リペイントオレンジ🍊


───夢を見ている。

ひどく熱くて、苦しい夢を。


息すら出来なくて、誰もいない夢の中じゃ、どんなに頑張って手を伸ばしても誰にも届かない。

真っ暗で、音もない世界。

私はずっとずっと怖くて、逃げ出したくて、夢の中にいながら、これが夢だって気づいてる。

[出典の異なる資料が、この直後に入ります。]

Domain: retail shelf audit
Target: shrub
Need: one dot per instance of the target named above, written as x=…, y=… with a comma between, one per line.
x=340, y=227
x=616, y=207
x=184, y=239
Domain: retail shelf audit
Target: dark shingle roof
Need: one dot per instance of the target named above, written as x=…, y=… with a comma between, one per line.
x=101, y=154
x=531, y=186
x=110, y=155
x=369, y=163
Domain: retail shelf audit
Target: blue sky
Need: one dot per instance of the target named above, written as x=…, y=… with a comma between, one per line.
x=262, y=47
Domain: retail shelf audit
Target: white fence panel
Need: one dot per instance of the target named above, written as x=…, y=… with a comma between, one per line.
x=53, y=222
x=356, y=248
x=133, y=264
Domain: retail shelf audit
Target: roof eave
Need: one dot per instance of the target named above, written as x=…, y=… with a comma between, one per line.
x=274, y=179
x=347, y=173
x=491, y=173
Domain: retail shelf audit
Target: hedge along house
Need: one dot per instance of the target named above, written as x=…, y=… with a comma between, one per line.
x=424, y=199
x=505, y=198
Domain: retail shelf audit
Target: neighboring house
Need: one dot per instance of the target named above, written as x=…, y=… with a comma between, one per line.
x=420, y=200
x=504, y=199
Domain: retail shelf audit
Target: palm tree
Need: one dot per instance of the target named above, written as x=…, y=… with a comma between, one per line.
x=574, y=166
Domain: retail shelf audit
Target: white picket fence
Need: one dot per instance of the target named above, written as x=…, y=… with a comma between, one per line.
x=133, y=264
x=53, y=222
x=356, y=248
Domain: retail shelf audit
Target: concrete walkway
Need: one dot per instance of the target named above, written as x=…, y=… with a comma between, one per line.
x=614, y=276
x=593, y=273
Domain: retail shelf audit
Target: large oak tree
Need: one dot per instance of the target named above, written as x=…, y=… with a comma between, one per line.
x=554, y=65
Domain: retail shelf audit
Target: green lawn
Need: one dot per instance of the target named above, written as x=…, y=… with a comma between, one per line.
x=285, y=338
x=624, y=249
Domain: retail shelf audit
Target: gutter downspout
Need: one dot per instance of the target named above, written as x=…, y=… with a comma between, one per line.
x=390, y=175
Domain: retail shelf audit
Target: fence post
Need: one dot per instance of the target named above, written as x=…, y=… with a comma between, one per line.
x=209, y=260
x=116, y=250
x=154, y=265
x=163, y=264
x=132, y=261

こんなに苦しい夢なら、早く覚めて欲しいって思うのに、誰も起こしてくれない。



助けて……苦しい……、


誰か……



お願い、ここから助けて……




「───心音!!」

「っ、」



いつの間に、意識を失っていたんだろう。
菅野さんの声が、聞こえた気がして目を覚ました私が見たのは、火の海だった。

あぁ、なんだ。
あの夢は……夢だけど、夢じゃなかったんだ。


「心音!!」


今度はもっと近くで、ハッキリと聞こえた声。
……防護服を着てたって、菅野さんだってことがすぐに分かった。

「……っ、すが、のさ」

「いい、喋るな。もう大丈夫だ、すぐこっから出してやる。……よく頑張った」


私を抱き上げる力強い腕に、菅野さんがくれた"よく頑張った"に、鼻の奥がツンとして、やけに安心して……気持ちがぐちゃぐちゃでまとまらない。


きっと私、菅野さんが来てくれるのをずっと

「待っ……、てた」

「っ……馬鹿」


───燃え盛るオレンジ色の炎の中、私を助けてくれた菅野さんは、まるでヒーローだった。